The guide does not end at make install. The job is not done until the database is running. You must initialize the data directory and start the server. Then use the temporary root password to log in.

Initialize the data directory

Create a data directory and give ownership to the user that will run the server (for example, mysql). Then run mysqld --initialize with --basedir and --datadir set to your install prefix and chosen datadir path. Example (adjust the datadir path and user to match your system):

mkdir -p /var/lib/mysql-custom
chown mysql:mysql /var/lib/mysql-custom
/opt/percona-server-8.4/bin/mysqld --initialize --user=mysql --basedir=/opt/percona-server-8.4 --datadir=/var/lib/mysql-custom

You must find the temporary root password after initialization. mysqld --initialize writes a one-time root@localhost password to the error log. The log is usually in the datadir (for example, /var/lib/mysql-custom/hostname.err). Without that password, you cannot log in as root. Open the error log. Search for “temporary password” or root@localhost. Use that password to connect and change the password. See Post-installation for full steps.

To skip the temporary password (less secure), use --initialize-insecure instead of --initialize. Then root@localhost has no password until you set one.

Start the server

Package installations provide a systemd unit (or init script) for the default binary path. A custom-prefix install (for example, /opt/percona-server-8.4) is not managed by that unit.

Note

Create or adapt a systemd unit (or init script) for a custom prefix. Set ExecStart to your mysqld path (for example, /opt/percona-server-8.4/bin/mysqld). Set basedir and datadir to match your layout. Without that unit, the service manager will not start your build. See distribution documentation for systemd services and Post-installation.
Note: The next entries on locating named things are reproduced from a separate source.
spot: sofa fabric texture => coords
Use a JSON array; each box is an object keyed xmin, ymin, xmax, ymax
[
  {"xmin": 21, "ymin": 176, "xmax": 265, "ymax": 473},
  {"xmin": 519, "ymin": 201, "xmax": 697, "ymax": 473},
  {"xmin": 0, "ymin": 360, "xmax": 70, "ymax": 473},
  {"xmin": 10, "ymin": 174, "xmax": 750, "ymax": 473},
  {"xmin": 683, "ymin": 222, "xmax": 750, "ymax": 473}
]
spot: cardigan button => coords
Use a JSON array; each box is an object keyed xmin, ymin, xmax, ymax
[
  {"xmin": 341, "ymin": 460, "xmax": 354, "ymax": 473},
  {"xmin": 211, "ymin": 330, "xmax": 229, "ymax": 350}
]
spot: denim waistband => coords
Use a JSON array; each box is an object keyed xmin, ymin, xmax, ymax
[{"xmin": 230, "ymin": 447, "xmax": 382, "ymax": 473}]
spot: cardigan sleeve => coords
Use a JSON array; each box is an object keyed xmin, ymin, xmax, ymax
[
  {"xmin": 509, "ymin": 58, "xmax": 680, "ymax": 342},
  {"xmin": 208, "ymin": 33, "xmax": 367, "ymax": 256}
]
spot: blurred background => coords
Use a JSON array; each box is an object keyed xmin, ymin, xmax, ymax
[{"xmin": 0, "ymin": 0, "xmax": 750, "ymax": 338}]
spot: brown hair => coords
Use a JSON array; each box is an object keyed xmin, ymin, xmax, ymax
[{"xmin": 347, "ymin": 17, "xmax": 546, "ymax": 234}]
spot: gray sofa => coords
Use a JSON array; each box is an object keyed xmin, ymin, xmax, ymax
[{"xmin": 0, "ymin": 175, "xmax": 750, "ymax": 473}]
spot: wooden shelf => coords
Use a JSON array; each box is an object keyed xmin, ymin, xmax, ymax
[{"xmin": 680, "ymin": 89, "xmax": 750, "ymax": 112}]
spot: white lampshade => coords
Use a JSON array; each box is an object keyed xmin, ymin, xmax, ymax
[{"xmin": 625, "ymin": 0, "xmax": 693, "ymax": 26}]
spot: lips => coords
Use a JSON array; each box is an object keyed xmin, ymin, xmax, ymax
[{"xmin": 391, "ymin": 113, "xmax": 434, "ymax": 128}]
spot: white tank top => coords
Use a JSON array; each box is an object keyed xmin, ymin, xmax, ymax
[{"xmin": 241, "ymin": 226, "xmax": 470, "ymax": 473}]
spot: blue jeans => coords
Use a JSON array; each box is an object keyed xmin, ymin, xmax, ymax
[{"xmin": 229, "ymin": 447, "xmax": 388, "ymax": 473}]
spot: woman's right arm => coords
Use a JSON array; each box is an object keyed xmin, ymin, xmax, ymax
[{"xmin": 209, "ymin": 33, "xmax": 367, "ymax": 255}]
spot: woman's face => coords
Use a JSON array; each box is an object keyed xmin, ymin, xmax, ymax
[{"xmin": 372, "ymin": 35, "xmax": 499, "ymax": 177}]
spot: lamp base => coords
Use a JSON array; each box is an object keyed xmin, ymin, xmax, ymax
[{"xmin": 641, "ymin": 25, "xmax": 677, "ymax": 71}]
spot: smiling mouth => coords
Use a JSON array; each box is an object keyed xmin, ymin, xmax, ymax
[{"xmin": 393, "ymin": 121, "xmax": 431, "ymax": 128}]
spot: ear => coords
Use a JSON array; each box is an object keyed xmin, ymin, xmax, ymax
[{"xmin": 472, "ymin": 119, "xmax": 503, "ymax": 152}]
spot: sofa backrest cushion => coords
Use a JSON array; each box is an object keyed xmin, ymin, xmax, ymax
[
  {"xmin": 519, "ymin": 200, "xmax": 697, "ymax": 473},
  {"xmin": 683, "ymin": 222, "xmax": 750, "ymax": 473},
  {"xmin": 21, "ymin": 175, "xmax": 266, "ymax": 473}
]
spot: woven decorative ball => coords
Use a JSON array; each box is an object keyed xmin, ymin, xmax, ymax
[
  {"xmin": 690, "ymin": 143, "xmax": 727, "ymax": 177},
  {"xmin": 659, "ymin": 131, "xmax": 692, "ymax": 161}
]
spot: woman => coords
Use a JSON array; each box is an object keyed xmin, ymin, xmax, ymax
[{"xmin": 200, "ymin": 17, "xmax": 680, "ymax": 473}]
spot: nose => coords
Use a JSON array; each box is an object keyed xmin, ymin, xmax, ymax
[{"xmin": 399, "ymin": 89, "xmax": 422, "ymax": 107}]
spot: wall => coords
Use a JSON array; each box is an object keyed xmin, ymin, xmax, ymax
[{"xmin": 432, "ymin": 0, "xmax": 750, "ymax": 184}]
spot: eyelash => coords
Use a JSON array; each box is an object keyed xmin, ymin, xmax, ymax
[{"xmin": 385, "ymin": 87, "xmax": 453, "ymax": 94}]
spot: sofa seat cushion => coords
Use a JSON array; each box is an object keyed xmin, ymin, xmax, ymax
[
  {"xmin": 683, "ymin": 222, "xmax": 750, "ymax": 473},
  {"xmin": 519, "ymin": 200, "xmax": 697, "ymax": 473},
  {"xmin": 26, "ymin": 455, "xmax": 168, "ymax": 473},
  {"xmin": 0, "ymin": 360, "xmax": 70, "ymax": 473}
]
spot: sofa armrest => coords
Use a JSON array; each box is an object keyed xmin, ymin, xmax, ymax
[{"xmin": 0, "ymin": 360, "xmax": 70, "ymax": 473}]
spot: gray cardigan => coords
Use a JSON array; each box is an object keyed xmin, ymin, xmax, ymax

Maintaining a source build

By building from source you opt out of package-manager updates (dnf update / apt upgrade). You become the release engineer and your own security officer. Track Percona security and release announcements. Re-pull, re-patch, and re-compile when CVEs or releases affect your version.

Note

A source build is a snapshot in time. Without ongoing patches, you run known-vulnerable software after CVE publication. Official packages receive security updates automatically. Use the following maintenance checklist.

Maintenance checklist

Complete these tasks on a regular schedule:

  • Security patching: From the repository root, pull the latest changes and rebuild. Then reinstall (adjust -j if needed). The commands use Bash && chains. On PowerShell before version 7, run each line separately:
git pull
git submodule update
cd build
cmake ..
make -j4
make install

Applying updates: Obtain fresh source (for example, git pull and git submodule update in a clone, or a new source tarball). Then choose one of the following paths:

  • Incremental build: After a pull with no CMake option changes, re-run make and make install from the existing build directory. You do not need to delete the build directory or re-run CMake. Use this path for security and minor updates.

  • Full reconfigure: After CMake option changes, branch switches, or odd errors after pull, remove the build directory (rm -rf build). Run mkdir build && cd build && cmake .. with the same options. Then make and make install.

Keep configuration files (for example, my.cnf) and data directories outside the install prefix. Reinstalling then overwrites only the binaries and leaves your config and data intact.

Use a stable custom prefix and config/datadir paths so upgrades are predictable.